Birthdays

Ali D
3 min readJul 7, 2021

I have struggled every day of my adult life to feel not like I fit in, because I know I do. I make it easy for people to get to know me. I am accessible, friendly, gregarious, extroverted.

I also am a deeply sensitive and emotional person. I cry A LOT. I’m not ashamed for people to see it; I think it’s a normal and healthy thing most of the time. But as “genuine” and “real” as I may come across through sharing my self-deprecating jokes and trying to spread body positivity and posting about depression online, there still is an untapped well here that not that many people get to see. It’s not pretty, and it’s upsetting to people that haven’t experienced it for the first time. Sometimes there are triggers, and sometimes it’s like my brain just decides I need to cry about things for a bit. And there is nothing I can do to stop it.
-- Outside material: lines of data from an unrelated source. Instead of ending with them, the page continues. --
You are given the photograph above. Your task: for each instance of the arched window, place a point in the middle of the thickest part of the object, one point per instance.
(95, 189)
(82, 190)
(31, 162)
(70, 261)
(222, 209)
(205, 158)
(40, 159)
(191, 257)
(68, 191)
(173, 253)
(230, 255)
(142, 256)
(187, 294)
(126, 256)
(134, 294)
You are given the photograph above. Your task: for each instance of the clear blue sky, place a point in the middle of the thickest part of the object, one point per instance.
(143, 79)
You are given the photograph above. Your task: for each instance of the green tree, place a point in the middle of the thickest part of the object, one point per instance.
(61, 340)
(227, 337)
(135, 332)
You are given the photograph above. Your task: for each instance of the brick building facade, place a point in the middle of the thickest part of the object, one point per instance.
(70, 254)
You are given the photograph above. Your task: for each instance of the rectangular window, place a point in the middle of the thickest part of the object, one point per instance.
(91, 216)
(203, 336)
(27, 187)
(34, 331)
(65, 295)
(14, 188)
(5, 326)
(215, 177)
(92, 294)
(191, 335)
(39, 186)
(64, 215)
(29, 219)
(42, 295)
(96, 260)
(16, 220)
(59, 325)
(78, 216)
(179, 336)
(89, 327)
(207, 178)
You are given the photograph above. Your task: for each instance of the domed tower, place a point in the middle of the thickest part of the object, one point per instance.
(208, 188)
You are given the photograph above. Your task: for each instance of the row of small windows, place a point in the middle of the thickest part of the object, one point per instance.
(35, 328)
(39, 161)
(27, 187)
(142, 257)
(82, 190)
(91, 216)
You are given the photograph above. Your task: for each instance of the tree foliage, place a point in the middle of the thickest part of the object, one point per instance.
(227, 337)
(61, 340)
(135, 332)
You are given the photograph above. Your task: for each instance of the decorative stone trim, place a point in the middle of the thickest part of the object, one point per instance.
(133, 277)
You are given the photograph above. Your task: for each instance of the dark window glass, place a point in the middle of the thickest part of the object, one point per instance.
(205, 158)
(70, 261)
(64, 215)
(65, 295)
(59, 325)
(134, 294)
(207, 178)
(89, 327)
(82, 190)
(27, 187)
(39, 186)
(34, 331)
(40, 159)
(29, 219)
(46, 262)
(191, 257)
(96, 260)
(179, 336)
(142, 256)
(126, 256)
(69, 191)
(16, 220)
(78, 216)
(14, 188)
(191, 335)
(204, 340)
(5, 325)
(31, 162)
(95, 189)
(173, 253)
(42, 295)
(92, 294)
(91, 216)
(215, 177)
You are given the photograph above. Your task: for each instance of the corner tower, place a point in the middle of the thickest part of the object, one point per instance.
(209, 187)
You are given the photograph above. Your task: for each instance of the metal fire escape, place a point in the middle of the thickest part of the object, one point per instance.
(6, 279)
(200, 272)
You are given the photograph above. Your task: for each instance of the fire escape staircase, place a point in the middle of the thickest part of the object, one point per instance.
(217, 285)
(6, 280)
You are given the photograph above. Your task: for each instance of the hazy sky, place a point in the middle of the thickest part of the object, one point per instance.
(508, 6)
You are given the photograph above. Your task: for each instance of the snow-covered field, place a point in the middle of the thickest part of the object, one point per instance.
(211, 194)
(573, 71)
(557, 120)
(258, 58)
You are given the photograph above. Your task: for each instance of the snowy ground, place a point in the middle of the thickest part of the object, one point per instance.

But what I really struggle with is this: am I as good to others as they are to me? My brain never quite lets me believe that I am. In my mind, I am a taker. I talk too much (and interrupt and talk over people), I suck up the energy from every room I enter with my neediness, I don’t remember to check in on people when they’re struggling, or to offer to do things to make their lives easier. I very much feel like a burden the majority of my life, to the majority of the people in it.

So this is hard. Today is hard. I started having anxiety about 3 years ago, and my first panic attack (that I recognized as that) was the week before my 40th birthday. Since then, birthday anxiety has gotten more and more difficult to handle. I often wish to go to sleep on July 6 and wake up on July 8, with the day passing as insignificantly as any other day. No fuss, no fanfare, nothing special. The thought of anyone spending their time, money, or any effort ON ME is so extremely nerve-wracking and guilt-inducing that I find myself working really hard not to be rude to people, because I am trying to shut out the world. I don’t want to come off ungrateful, because I’m not. It’s just that I feel like I take so much kindness and time from people already throughout the year, there’s no need to have an extra day for it.
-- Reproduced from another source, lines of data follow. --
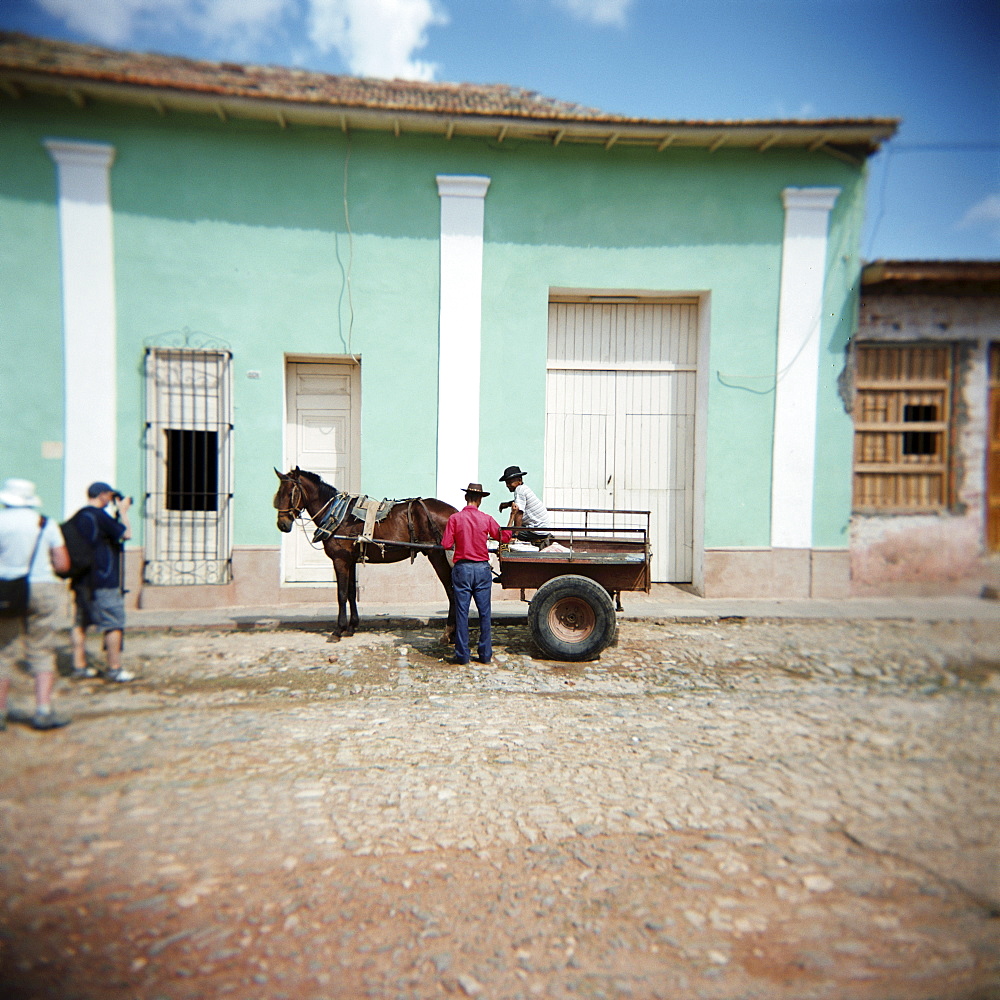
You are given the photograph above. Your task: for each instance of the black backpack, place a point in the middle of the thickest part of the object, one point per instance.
(80, 549)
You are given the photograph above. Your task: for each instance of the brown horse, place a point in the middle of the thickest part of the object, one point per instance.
(418, 524)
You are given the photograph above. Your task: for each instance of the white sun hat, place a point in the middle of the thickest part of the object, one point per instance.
(19, 493)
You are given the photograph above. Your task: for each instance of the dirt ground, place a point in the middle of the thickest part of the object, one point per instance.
(717, 808)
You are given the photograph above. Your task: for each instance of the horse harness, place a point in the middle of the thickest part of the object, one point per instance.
(346, 507)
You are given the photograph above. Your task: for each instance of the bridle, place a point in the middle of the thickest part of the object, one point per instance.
(295, 505)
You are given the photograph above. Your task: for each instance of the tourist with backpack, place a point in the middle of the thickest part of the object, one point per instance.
(31, 598)
(99, 590)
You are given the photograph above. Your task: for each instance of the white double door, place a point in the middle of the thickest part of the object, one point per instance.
(322, 402)
(620, 418)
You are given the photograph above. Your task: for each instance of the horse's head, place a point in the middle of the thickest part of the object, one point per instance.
(288, 501)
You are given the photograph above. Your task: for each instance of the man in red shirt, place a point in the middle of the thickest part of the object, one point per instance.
(471, 577)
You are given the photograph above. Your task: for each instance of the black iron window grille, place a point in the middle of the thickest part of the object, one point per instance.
(189, 466)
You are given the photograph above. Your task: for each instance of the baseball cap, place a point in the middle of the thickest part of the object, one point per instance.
(96, 489)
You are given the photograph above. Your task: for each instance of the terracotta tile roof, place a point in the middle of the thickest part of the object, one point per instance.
(90, 72)
(931, 277)
(91, 62)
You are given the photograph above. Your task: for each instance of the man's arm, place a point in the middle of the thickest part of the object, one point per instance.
(59, 557)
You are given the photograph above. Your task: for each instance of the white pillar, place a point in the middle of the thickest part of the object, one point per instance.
(460, 326)
(89, 323)
(800, 320)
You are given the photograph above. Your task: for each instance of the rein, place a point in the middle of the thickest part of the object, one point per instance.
(296, 507)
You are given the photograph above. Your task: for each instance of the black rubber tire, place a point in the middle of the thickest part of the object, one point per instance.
(572, 618)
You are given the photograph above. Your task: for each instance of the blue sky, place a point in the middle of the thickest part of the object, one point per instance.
(934, 190)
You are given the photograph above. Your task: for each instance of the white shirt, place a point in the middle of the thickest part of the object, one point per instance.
(535, 514)
(18, 533)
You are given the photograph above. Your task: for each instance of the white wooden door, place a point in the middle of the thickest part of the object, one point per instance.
(620, 418)
(321, 436)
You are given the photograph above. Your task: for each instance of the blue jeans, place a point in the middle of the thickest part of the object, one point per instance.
(472, 581)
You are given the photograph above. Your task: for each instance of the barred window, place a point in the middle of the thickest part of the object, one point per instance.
(902, 428)
(189, 459)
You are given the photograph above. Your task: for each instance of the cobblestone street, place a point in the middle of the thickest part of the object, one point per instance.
(715, 808)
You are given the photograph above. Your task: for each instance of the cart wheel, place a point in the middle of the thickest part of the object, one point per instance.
(572, 618)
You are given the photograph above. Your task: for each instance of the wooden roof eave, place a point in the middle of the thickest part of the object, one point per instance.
(861, 135)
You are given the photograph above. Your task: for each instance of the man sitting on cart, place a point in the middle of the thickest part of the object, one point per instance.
(527, 512)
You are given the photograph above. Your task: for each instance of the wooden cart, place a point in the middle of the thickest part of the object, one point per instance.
(578, 583)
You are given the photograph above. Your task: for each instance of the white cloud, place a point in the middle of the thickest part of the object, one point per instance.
(115, 22)
(986, 214)
(377, 37)
(598, 11)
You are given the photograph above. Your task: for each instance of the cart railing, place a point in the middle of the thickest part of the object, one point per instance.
(607, 524)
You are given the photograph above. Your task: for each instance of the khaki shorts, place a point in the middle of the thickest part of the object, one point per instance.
(46, 626)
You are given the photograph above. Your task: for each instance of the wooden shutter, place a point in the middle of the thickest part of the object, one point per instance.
(902, 420)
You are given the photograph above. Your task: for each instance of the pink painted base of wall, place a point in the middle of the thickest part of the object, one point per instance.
(791, 573)
(920, 556)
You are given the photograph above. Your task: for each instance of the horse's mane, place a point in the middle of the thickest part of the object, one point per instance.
(319, 482)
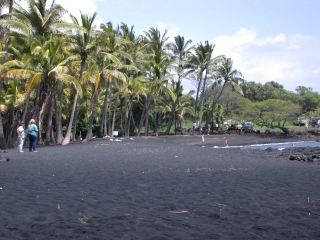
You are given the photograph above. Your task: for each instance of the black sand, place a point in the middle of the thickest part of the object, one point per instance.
(158, 188)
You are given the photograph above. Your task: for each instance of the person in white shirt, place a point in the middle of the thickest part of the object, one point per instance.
(21, 135)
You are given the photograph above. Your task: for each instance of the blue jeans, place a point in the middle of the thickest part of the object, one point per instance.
(32, 142)
(21, 141)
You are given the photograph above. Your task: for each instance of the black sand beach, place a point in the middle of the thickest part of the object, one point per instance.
(158, 188)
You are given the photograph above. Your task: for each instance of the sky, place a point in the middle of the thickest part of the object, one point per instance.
(267, 40)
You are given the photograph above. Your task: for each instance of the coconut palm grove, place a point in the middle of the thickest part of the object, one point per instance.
(80, 81)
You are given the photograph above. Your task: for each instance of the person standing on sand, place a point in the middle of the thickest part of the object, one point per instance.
(21, 135)
(202, 140)
(33, 136)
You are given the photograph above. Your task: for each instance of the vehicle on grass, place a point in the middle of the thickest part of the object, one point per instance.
(314, 121)
(233, 126)
(247, 127)
(300, 122)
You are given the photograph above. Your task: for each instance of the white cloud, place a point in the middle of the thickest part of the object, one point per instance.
(73, 7)
(289, 60)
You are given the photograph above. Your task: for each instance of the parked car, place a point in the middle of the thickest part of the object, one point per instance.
(300, 122)
(247, 126)
(314, 121)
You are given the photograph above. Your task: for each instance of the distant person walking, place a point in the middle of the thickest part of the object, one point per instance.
(21, 135)
(202, 140)
(33, 135)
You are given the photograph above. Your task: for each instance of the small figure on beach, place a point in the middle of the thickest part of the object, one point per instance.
(202, 140)
(33, 135)
(21, 135)
(226, 142)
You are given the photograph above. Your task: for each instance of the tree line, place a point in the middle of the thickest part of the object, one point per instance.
(72, 76)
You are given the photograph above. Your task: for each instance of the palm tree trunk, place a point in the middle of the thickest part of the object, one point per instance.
(103, 128)
(92, 111)
(114, 115)
(66, 139)
(59, 134)
(202, 99)
(49, 118)
(196, 104)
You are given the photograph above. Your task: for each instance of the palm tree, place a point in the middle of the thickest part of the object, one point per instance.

I am lucky enough that my family loves me, and when I leave work I will go pick my kids up and take them to my parents’ home, where people have cooked me dinner and my sister and her family will be there to swim and enjoy the evening with us. Which is all I really want: a day like any other day being an excuse for a family dinner. I’m just usually the one cooking. I’m trying not to feel guilt about that, because that’s how I show love. I generally bake the birthday cakes in my family for everyone, and when my sister asked what kind of cake I wanted, I couldn’t even answer. Which probably makes her feel like I don’t care or appreciate her effort, but it’s just that she’s supported me in SO MANY other ways, especially for the past 2 years, that I am uncomfortable making requests for anything else I want her to do.

And before that, I’m going to go and read the kind and lovely messages from the kind and lovely people I’ve made friends with over the past two years, and try to feel like I have “earned” it. I think birthday celebrations are tough because there’s a sense deep down of “I did nothing to deserve this…I was just born.” However, because people were so generous to me with their time and thoughts and well wishes, I will give each one the time and attention it deserves, and I will be thankful for each person involved. Truly. From the bottom of my heart, thank you.